The increase in NK cell cytotoxicity following exposure to HCMVsn occurred with both HCMV^pos and HCMV^neg healthy donors indicating that the NK cell response to cytokines produced by HCMV-infected cells is independent of previous sensitization from in vivo HCMV infection (Figures 1, 2).
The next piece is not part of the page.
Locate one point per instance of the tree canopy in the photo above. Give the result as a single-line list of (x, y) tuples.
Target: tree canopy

To investigate such responses along a continuum of NK cell adaptation to HCMV infection, we tested effects of HCMVsn and IFN-α2 with HIV-infected subjects whose NK cells spanned a broad range of adaptation in response to HCMV infection.

HCMVsn and IFN-α2 enhance NK cell ADCC in HIV-infected individuals

After establishing that NK cells from healthy donors respond rapidly, robustly and independent of HCMV serostatus to IFN-α2 produced by HCMV-infected fibroblasts, we next studied NK cell responses from HCMV^neg and HCMV^pos individuals within an HIV-infected study cohort. Since adapted NK cells exhibit enhanced CD16-mediated effector responses, we measured the impact of HCMVsn and IFN-α2 on NK cell ADCC in HIV infection and compared baseline levels of ADCC between three groups reflecting a broad range of NK cell adaptation to HCMV infection. General characteristics of the individuals and comparisons between HCMV-seronegative and seropositive groups are shown in Table 1. We selected three groups of HIV-infected study subjects, two distinguished by high (>20%) vs. low (<6%) fractions of NK cells expressing NKG2C and a third distinguished by seronegative HCMV status (Table 1). Nine of the 28 age- and sex-matched HIV-infected individuals selected for this study were HCMV-seronegative. The efficacy of antiretroviral therapy was roughly equivalent between groups as indicated by undetectable HIV viral loads (<50 copies HIV RNA/mL plasma). Neither nadir, nor current CD4^pos T cell counts, indicative of past disease progression and present immunological status, respectively, differed significantly between groups. All donors had a robust fraction of mature (CD57^pos) NK cells, independent of HCMV status or fraction of their NK cells expressing NKG2C. However, the percentage of NK cells expressing CD57 was significantly lower in the NKG2C^lo group than in the NKG2C^hi group (p = 0.0133, Mann–Whitney U-test), suggesting lesser overall NK cell maturation in the NKG2C^lo group (Table 1). There were no significant differences in either humoral (anti-CMV IgG levels) or cellular (% CD8^pos T cells specific for CMV pp65 and IE-1) immune responses against CMV between the HCMV^pos groups with high or low fractions of NK cells expressing NKG2C.

Table 1.

HIV-infected study subject characteristics.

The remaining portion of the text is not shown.